Particular varieties of pasta may also use other grains and milling methods to make the flour, as specified by law. Some pasta varieties, such as pizzoccheri, are made from buckwheat flour. Fresh pasta may include eggs (pasta all’uovo ‘egg pasta’). Whole wheat pasta has become increasingly popular because of its supposed health benefits over pasta made from refined flour.

Regional variation: Each area has its own specialties, primarily at a regional level, but also at provincial level. The differences can come from a bordering country (such as France or Austria), whether a region is close to the sea or the mountains, and economics. Italian cuisine is also seasonal with priority placed on the use of fresh produce.

Discover the most famous Tuscan Cuisine Products:
Simplicity is central to the Tuscan cuisine. Legumes, bread, cheese, vegetables, mushrooms and fresh fruit are used. A good example would be ribollita, a notable Tuscan soup whose name literally means “reboiled”. Like most Tuscan cuisine, the soup has peasant origins.

It was originally made by reheating (i.e. reboiling) the leftover minestrone or vegetable soup from the previous day. There are many variations but the main ingredients always include leftover bread, cannellini beans and inexpensive vegetables such as carrot, cabbage, beans, silverbeet, cavolo nero (Tuscan kale), onion and olive oil.
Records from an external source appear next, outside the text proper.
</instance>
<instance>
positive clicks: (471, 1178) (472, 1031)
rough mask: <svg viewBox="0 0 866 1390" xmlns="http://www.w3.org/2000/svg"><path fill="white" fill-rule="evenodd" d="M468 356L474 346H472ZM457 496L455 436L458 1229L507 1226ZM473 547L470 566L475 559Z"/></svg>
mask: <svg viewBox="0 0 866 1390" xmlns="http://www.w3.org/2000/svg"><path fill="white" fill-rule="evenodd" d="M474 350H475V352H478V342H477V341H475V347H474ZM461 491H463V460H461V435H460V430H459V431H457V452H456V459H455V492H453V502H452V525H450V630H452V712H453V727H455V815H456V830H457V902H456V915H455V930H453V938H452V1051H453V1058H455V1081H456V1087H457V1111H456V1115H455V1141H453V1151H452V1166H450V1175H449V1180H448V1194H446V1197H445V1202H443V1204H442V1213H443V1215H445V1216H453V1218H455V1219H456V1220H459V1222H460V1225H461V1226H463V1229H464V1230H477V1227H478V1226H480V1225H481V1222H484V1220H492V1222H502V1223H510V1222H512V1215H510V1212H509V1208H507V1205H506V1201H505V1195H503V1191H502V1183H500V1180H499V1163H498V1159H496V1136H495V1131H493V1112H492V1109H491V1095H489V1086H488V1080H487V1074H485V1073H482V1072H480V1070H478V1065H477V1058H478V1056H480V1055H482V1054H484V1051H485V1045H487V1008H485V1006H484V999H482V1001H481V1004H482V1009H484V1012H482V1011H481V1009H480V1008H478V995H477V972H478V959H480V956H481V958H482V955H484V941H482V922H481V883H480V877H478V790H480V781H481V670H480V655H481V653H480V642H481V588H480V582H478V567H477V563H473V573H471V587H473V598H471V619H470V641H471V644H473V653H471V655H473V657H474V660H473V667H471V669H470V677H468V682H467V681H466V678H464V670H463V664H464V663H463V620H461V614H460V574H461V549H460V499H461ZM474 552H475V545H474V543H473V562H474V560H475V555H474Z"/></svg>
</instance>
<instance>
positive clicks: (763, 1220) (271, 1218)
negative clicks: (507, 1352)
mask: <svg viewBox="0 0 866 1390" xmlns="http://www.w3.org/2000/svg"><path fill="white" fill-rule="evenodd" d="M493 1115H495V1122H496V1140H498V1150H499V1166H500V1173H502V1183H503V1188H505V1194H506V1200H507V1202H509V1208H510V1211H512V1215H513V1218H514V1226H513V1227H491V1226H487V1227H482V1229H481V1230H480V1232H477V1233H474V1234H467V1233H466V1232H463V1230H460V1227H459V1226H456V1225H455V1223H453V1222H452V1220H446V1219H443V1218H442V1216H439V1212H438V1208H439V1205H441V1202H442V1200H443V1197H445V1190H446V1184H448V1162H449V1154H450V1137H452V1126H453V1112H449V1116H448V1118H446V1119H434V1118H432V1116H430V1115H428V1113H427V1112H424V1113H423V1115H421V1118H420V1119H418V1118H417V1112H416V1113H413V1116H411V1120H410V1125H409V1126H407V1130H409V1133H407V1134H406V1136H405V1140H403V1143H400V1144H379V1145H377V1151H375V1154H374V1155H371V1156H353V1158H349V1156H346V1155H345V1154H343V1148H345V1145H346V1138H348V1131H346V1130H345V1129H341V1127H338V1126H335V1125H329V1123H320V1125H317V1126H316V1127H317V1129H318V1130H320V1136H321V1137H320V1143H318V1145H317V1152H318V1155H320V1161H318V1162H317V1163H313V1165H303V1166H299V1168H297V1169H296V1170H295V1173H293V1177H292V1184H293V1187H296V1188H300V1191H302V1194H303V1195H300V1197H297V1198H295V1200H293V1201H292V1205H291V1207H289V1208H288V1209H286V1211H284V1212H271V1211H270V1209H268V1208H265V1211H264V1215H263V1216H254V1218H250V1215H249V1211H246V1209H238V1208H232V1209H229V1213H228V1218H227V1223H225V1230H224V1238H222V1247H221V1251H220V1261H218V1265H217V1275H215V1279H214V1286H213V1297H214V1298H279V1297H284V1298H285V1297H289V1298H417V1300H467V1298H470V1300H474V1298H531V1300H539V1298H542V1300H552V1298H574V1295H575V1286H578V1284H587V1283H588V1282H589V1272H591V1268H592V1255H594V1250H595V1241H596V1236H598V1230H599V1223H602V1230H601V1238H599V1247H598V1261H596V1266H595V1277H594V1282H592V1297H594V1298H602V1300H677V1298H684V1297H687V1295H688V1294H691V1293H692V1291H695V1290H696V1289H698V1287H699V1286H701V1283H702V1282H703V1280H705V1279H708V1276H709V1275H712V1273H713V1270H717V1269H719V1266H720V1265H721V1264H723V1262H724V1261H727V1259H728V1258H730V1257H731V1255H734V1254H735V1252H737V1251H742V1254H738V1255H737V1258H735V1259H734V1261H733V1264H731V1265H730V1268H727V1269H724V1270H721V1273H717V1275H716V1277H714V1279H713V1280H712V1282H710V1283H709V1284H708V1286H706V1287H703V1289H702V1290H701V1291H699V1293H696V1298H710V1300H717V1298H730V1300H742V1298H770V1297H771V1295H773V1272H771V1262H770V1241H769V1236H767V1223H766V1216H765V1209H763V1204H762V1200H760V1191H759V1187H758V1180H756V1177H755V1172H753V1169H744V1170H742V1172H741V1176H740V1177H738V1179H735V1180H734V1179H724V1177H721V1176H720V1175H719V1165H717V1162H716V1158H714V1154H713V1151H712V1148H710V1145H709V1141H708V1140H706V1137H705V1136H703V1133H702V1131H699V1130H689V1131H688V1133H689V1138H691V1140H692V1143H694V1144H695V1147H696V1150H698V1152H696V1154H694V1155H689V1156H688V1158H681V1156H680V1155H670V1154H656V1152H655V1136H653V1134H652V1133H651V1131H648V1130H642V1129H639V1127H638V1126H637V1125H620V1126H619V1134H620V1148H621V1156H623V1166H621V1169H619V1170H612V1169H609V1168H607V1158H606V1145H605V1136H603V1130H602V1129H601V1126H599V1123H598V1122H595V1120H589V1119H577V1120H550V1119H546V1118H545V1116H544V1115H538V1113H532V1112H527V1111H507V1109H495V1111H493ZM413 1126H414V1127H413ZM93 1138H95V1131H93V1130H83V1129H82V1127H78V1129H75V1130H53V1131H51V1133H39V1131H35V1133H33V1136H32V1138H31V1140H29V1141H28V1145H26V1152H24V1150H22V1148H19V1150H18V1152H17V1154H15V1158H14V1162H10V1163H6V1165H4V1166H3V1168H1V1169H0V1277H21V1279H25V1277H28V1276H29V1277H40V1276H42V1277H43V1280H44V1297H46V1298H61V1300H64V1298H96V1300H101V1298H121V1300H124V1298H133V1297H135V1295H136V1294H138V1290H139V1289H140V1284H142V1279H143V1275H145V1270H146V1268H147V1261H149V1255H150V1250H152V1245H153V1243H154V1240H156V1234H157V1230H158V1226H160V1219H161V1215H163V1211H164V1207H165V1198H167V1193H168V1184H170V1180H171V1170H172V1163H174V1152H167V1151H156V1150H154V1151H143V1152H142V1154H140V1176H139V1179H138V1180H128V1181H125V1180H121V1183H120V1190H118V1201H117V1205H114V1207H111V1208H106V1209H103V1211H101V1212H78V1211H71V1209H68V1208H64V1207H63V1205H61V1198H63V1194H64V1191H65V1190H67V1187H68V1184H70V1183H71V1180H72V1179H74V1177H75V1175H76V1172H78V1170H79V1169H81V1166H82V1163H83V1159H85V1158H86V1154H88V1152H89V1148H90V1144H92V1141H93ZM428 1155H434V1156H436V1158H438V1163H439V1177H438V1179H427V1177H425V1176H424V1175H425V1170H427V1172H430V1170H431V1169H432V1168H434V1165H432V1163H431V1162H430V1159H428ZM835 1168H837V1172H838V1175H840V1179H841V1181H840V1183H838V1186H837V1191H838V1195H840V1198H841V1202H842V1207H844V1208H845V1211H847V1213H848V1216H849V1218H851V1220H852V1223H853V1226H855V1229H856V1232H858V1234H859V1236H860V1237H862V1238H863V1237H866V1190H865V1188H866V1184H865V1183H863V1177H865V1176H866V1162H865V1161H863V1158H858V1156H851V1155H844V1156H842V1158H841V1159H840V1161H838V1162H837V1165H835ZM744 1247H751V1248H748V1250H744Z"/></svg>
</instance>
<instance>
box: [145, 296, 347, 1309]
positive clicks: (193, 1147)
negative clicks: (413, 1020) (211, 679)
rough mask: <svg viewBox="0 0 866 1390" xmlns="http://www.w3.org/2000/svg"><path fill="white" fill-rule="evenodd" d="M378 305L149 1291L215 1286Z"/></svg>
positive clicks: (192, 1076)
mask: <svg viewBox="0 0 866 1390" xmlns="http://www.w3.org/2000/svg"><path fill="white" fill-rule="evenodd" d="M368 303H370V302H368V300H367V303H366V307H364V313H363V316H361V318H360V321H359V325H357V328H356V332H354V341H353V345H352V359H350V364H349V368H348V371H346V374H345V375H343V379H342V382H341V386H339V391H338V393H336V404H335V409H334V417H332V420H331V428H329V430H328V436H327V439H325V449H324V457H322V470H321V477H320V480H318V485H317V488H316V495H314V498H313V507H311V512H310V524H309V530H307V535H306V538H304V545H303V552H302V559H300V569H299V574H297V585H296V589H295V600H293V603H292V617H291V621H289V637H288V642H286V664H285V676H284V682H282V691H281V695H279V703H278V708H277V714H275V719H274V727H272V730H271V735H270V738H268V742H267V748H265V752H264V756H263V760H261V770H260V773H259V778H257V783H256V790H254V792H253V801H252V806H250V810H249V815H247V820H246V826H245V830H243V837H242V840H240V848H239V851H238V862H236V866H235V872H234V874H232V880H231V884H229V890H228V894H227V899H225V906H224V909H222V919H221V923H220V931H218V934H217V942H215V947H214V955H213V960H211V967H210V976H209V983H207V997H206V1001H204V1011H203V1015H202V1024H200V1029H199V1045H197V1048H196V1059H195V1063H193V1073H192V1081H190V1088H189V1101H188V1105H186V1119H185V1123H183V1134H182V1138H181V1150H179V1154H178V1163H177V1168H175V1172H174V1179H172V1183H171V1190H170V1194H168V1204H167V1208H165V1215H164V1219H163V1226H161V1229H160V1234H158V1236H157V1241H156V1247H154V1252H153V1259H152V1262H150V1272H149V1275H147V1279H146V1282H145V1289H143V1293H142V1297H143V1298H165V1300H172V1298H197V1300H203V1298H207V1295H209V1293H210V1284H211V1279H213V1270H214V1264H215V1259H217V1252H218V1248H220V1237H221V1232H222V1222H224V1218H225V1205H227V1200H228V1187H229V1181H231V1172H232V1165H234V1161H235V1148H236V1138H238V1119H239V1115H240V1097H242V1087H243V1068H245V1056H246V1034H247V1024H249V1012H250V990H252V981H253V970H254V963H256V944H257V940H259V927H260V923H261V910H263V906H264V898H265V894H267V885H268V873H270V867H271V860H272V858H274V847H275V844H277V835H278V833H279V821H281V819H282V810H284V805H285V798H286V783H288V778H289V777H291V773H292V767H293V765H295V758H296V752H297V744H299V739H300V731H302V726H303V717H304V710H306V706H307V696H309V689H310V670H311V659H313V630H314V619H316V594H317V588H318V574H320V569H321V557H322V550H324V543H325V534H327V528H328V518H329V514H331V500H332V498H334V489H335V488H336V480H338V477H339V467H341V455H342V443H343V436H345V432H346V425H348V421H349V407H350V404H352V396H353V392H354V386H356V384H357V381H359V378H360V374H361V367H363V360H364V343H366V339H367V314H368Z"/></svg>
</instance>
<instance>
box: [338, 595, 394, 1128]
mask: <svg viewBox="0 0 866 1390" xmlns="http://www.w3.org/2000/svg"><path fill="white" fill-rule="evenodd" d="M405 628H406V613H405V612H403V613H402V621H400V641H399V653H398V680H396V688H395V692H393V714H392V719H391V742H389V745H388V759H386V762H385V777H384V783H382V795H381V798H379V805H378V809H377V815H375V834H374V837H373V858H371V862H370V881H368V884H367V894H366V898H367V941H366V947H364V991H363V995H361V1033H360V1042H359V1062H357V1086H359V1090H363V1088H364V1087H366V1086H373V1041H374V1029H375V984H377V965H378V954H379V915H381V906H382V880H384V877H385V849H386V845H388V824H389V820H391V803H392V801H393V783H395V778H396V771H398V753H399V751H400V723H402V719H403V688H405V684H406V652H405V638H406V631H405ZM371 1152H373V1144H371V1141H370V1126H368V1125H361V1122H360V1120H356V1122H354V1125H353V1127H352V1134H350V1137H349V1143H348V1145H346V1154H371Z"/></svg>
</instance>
A regional Tuscan pasta known as pici resembles thick, grainy-surfaced spaghetti, and is often rolled by hand. White truffles from San Miniato appear in October and November. High-quality beef, used for the traditional Florentine steak, come from the Chianina cattle breed of the Chiana Valley and the Maremmana from Maremma.
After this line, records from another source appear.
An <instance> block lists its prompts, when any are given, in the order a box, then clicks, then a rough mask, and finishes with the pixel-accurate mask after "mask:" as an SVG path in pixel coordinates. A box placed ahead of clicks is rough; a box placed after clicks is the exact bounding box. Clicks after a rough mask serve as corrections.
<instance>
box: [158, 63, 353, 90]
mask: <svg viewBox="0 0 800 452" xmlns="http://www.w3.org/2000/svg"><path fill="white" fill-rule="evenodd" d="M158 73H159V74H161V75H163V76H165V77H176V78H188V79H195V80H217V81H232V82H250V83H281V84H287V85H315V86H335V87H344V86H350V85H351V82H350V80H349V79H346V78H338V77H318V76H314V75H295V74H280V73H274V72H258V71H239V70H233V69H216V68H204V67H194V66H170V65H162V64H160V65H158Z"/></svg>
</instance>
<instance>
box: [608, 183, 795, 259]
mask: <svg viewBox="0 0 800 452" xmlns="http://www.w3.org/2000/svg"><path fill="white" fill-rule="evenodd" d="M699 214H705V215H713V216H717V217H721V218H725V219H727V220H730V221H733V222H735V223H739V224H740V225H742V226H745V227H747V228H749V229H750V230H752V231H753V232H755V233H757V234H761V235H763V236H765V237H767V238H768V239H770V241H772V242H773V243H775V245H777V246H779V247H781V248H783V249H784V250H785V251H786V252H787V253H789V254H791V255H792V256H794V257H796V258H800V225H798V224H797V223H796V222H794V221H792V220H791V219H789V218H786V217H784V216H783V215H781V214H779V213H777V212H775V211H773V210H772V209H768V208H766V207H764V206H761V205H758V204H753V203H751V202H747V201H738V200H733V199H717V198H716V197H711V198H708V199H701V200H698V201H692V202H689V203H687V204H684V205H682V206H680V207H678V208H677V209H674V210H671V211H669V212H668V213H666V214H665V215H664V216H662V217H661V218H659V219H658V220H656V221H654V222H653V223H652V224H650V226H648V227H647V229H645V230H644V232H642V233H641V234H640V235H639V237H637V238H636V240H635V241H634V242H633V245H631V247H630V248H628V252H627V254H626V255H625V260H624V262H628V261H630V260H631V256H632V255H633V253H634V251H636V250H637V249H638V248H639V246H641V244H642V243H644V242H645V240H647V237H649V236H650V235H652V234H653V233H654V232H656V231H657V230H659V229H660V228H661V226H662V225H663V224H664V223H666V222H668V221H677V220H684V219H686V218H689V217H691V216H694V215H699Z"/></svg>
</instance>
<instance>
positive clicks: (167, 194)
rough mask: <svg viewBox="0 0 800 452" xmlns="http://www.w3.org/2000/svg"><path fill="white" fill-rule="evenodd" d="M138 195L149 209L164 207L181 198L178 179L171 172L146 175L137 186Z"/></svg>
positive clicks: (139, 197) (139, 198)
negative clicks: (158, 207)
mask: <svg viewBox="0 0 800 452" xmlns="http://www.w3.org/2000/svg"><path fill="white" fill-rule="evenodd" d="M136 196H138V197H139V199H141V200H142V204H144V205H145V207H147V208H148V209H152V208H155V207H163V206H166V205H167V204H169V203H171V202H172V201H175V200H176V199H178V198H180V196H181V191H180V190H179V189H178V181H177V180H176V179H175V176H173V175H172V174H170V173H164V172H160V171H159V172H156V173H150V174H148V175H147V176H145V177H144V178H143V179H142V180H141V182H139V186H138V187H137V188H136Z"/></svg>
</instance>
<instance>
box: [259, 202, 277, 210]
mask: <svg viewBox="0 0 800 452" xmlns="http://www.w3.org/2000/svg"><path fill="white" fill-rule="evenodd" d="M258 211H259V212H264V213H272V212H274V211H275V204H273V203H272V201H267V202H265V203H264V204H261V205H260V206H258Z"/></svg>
Pork is also produced. The region is well-known also for its rich game, especially wild boar, hare, fallow deer, roe deer and pheasant that often are used to prepare pappardelle dishes. Regional desserts include panforte (prepared with honey, fruits and nuts), ricciarelli (biscuits made using an almond base with sugar, honey and egg white), and cavallucci (cookies made with almonds, candied fruits, coriander, flour, honey). Well-known regional wines include Brunello di Montalcino, Carmignano, Chianti, Morellino di Scansano, Parrina, Sassicaia, Vernaccia di San Gimignano.